Introduction - Redesigning the Image Sensor Subsystem Driver Using the Object-Oriented Paradigm

1. Introduction

This chapter provides a brief introduction to this project by discussing its context, goal, and scope.

Additionally, this chapter also introduces the Image Sensing (IS) functionality within the ASML lithog-raphy machines. Section 1.6 presents the outline of this report.

1.1 Context

This project is carried out as a final design project for the Professional Doctorate in Engineering (PDEng) program. The PDEng degree program in Software Technology is provided by the Department of Mathematics and Computer Science at Eindhoven University of Technology (TU/e) in the context of the 4TU. School for Technological Design, Stan Ackerman’s Institute.
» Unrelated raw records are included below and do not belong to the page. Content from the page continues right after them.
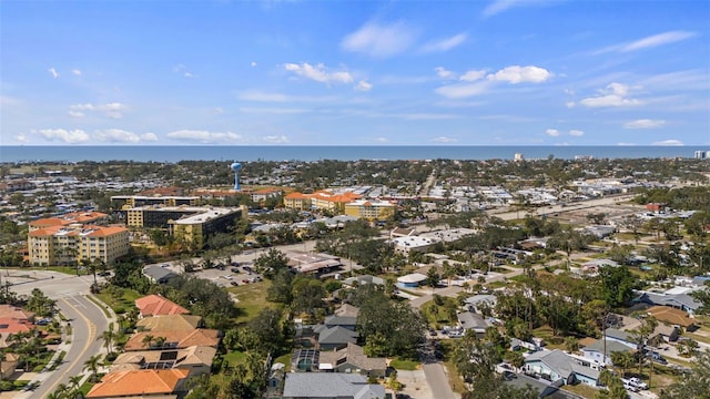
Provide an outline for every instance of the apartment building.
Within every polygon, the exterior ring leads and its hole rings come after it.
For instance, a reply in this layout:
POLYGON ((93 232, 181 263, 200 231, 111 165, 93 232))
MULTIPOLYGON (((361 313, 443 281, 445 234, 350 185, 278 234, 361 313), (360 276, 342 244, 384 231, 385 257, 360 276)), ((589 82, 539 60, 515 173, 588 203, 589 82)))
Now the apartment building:
POLYGON ((368 221, 386 219, 395 214, 397 206, 387 201, 356 200, 345 204, 345 214, 368 221))
POLYGON ((114 263, 129 253, 129 231, 122 226, 53 225, 28 233, 30 263, 75 264, 84 259, 114 263))

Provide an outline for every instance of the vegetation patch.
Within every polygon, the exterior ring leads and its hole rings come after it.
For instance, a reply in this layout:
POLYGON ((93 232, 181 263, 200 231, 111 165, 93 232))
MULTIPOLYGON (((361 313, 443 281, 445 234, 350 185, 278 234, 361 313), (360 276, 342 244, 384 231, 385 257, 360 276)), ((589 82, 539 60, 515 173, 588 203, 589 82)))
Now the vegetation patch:
POLYGON ((397 369, 397 370, 416 370, 419 368, 419 362, 418 361, 414 361, 414 360, 407 360, 407 359, 399 359, 399 358, 394 358, 392 359, 392 362, 389 364, 390 367, 397 369))
POLYGON ((271 282, 242 284, 236 287, 230 287, 227 290, 234 295, 239 303, 240 315, 236 318, 237 324, 246 323, 264 308, 273 308, 275 305, 266 300, 266 290, 271 286, 271 282))

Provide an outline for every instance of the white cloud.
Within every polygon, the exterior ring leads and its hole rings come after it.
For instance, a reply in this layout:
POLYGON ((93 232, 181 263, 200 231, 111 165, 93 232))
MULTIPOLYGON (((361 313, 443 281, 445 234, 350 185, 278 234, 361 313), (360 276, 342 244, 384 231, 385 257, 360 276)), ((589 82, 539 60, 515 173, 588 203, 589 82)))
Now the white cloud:
POLYGON ((436 75, 442 79, 454 79, 454 72, 446 70, 444 66, 436 66, 434 69, 436 71, 436 75))
POLYGON ((687 31, 663 32, 663 33, 653 34, 653 35, 637 40, 628 44, 615 45, 612 48, 606 49, 606 51, 616 50, 619 52, 630 52, 636 50, 643 50, 643 49, 655 48, 663 44, 676 43, 679 41, 683 41, 686 39, 690 39, 694 35, 696 35, 694 32, 687 32, 687 31))
POLYGON ((368 92, 372 89, 373 89, 373 84, 367 82, 364 79, 362 81, 357 82, 357 84, 355 85, 355 90, 357 90, 357 91, 368 92))
POLYGON ((82 111, 95 111, 104 112, 106 116, 111 119, 123 117, 122 111, 125 110, 125 104, 113 102, 108 104, 73 104, 69 106, 69 115, 73 117, 82 117, 84 113, 82 111))
POLYGON ((444 52, 454 49, 463 44, 468 35, 466 33, 458 33, 450 38, 428 42, 422 47, 422 52, 444 52))
POLYGON ((508 11, 511 8, 516 7, 527 7, 527 6, 545 6, 547 3, 551 3, 549 0, 494 0, 488 7, 486 7, 483 11, 484 17, 493 17, 504 11, 508 11))
POLYGON ((458 140, 454 137, 439 136, 433 140, 436 143, 456 143, 458 140))
POLYGON ((287 63, 284 64, 284 69, 300 76, 326 84, 353 82, 353 75, 351 75, 348 72, 328 72, 325 65, 322 63, 315 65, 311 65, 307 62, 301 64, 287 63))
POLYGON ((544 68, 511 65, 489 74, 488 80, 513 84, 523 82, 540 83, 550 79, 550 76, 552 76, 552 74, 544 68))
POLYGON ((242 106, 240 108, 240 112, 244 113, 267 113, 267 114, 276 114, 276 115, 287 115, 287 114, 300 114, 304 112, 308 112, 304 109, 284 109, 284 108, 254 108, 254 106, 242 106))
POLYGON ((407 50, 416 33, 403 22, 388 25, 367 22, 357 31, 346 35, 341 47, 351 52, 386 58, 407 50))
POLYGON ((109 143, 138 143, 141 141, 141 137, 138 134, 120 129, 97 131, 97 137, 109 143))
POLYGON ((683 145, 683 142, 681 142, 680 140, 676 140, 676 139, 669 139, 669 140, 663 140, 660 142, 653 142, 651 143, 651 145, 683 145))
POLYGON ((194 131, 194 130, 181 130, 175 132, 170 132, 165 134, 166 137, 184 141, 184 142, 196 142, 202 144, 211 144, 211 143, 235 143, 235 142, 244 142, 244 137, 241 134, 232 133, 232 132, 210 132, 210 131, 194 131))
POLYGON ((636 120, 623 124, 623 129, 653 129, 666 124, 663 120, 636 120))
POLYGON ((239 93, 240 100, 258 101, 258 102, 326 102, 333 101, 334 96, 307 96, 307 95, 288 95, 283 93, 268 93, 260 90, 248 90, 239 93))
POLYGON ((274 144, 283 144, 283 143, 288 143, 288 137, 286 137, 285 135, 274 135, 274 136, 265 136, 264 141, 267 143, 274 143, 274 144))
POLYGON ((435 92, 448 99, 464 99, 473 95, 480 95, 488 91, 490 83, 487 81, 471 84, 450 84, 437 88, 435 92))
POLYGON ((629 99, 629 86, 621 83, 611 83, 606 89, 599 90, 600 95, 581 100, 579 103, 588 108, 602 106, 637 106, 643 102, 636 99, 629 99))
POLYGON ((79 129, 71 131, 64 129, 43 129, 40 130, 39 133, 49 141, 61 141, 68 144, 78 144, 89 141, 89 134, 79 129))
POLYGON ((158 135, 155 133, 143 133, 141 134, 142 141, 155 142, 158 141, 158 135))
POLYGON ((486 71, 485 70, 480 70, 480 71, 466 71, 466 73, 464 73, 460 78, 458 78, 459 80, 463 80, 464 82, 474 82, 480 79, 484 79, 484 76, 486 75, 486 71))

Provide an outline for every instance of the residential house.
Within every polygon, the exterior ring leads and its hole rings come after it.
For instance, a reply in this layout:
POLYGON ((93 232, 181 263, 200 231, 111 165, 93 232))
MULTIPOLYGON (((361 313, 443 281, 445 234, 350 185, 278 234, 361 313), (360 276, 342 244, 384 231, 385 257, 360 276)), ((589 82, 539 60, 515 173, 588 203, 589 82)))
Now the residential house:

This project was conducted at ASML, and people from both parties (ASML and TU/e) supervised me throughout the project.

ASML is the leading provider of lithography systems in the world. These lithography systems are com-plex machines that are critical in the production of integrated circuits or microchips. In the process of manufacturing integrated circuits, lithography is the name for the cycle of steps where one of the circuit layouts is scanned (printed) onto a microchip. Hence, ASML’s lithography TwinScan machines need to perform with high precision to ensure that manufactured chips work as intended. For this reason, ASML machines heavily rely on a complex software that is divided into functional clusters, which contain one or more components. The components in each functional cluster are developed and main-tained by a specific group of developers.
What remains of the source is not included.